Sorry if this is a really simple question, I'm just starting to self-teach myself about how to build a profile HMM and am feeling pretty swamped with all these concepts/jargons.
I'm trying to decide whether I should use raw HMMs available from Pfam, TIGRFAMs, etc. or build one myself.
Say I'm really interested in looking at soil microbiome. I searched for PF00246 in the Pfam 33.1 database, and looked at the phylogenetic tree on the "Trees" tab.

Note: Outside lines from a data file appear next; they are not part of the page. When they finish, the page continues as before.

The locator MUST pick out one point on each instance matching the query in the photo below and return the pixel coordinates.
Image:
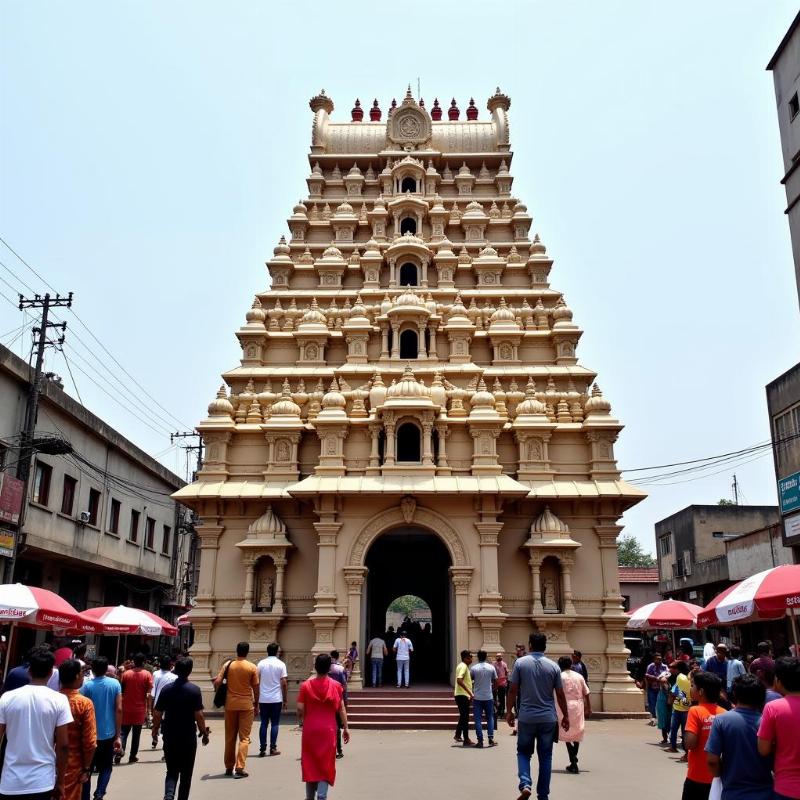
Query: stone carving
(408, 505)
(422, 517)
(266, 594)
(549, 601)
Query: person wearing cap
(501, 685)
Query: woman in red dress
(318, 706)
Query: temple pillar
(461, 578)
(325, 614)
(280, 571)
(354, 578)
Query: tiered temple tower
(409, 416)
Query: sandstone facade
(409, 416)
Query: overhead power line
(91, 333)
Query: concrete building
(638, 586)
(691, 548)
(409, 417)
(783, 394)
(101, 527)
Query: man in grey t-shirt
(484, 678)
(536, 679)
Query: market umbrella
(665, 614)
(121, 620)
(34, 608)
(766, 595)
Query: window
(41, 483)
(68, 495)
(409, 347)
(150, 533)
(113, 518)
(408, 443)
(133, 535)
(94, 506)
(408, 275)
(408, 225)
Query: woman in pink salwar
(578, 708)
(319, 703)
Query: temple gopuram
(409, 417)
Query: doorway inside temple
(408, 573)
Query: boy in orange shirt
(706, 689)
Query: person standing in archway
(403, 650)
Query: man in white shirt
(273, 686)
(34, 720)
(403, 650)
(376, 650)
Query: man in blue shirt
(718, 665)
(106, 696)
(732, 747)
(536, 678)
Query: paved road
(618, 755)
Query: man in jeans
(377, 652)
(484, 679)
(403, 650)
(273, 685)
(106, 696)
(535, 678)
(35, 720)
(180, 705)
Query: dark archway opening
(408, 443)
(409, 344)
(409, 275)
(411, 561)
(408, 185)
(408, 225)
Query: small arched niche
(409, 274)
(408, 225)
(409, 443)
(408, 184)
(409, 344)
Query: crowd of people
(64, 720)
(738, 719)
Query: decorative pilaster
(354, 578)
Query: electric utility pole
(190, 447)
(41, 341)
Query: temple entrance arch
(364, 562)
(410, 560)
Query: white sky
(152, 152)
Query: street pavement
(617, 755)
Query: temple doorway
(409, 571)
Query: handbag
(221, 694)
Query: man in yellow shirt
(463, 698)
(681, 701)
(241, 706)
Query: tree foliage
(406, 604)
(631, 554)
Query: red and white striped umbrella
(121, 619)
(766, 595)
(665, 614)
(39, 608)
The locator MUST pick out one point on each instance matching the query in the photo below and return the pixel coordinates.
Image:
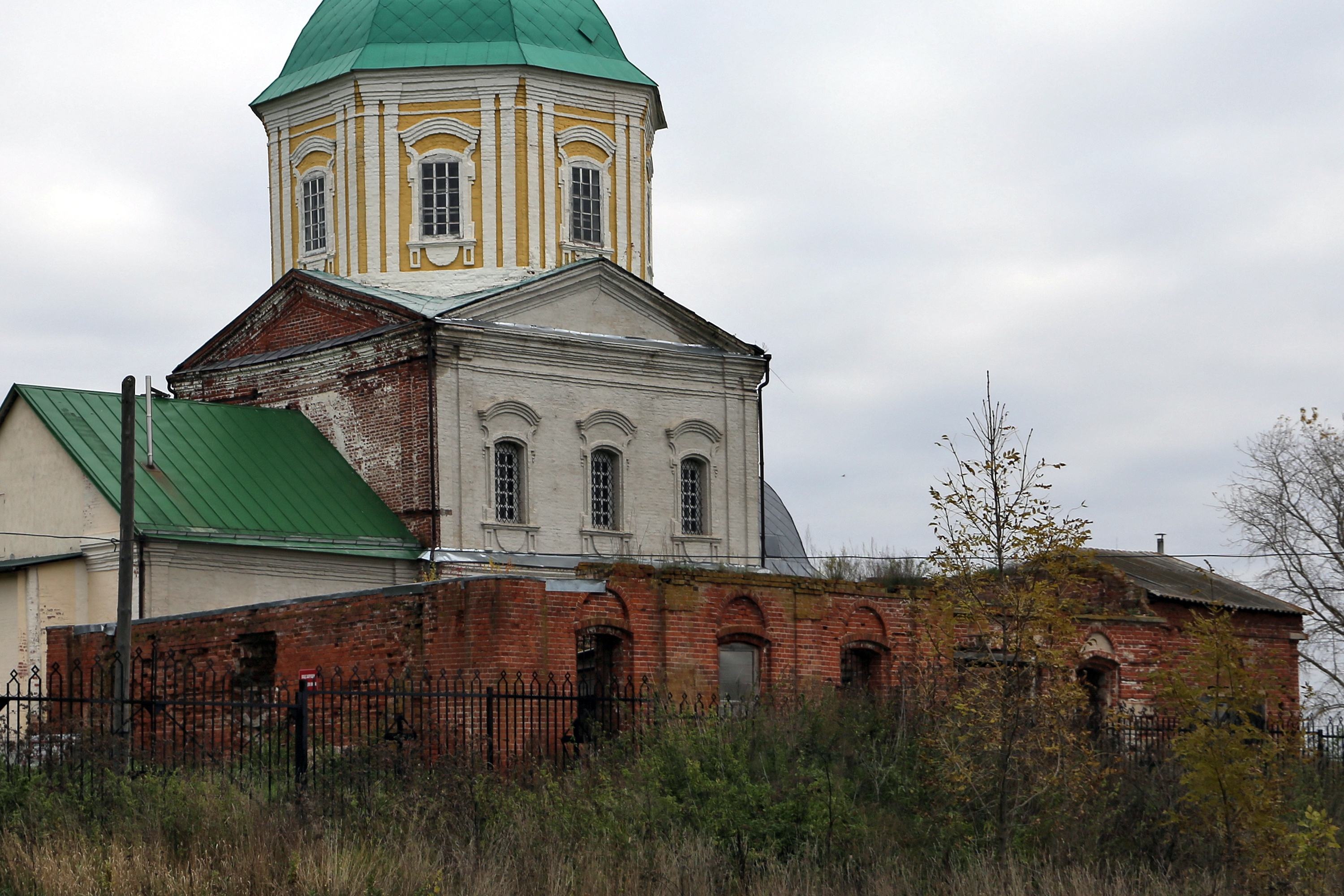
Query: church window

The tree included a wide range of organisms - humans, mouse, cows, fruit flies, etc. But I only want to include soil yeast in my tree, so that I wouldn't need to look at really distantly related organisms. I think I have two options - 1) download the raw HMM from the Pfam database and make a "full alignment" by searching the soil microbiome database - in this case I would eventually find alignments that are from the soil microbiome, so other organisms included in the raw HMM wouldn't matter. 2) Or I can build a new raw HMM that only includes organisms in the soil microbiome from a new seed sequence, then use that HMM to search against the soil microbiome database. Which option would be better?
- An additional question - if the second option is better, I'm not sure if I understand how people determine which sequences are reliable enough to include as seed alignments. For instance, how were the seed alignments in these Pfam entries created? Do they try to include as many different organisms as possible? Or is there some sort of algorithm to "score" how reliable each alignment is?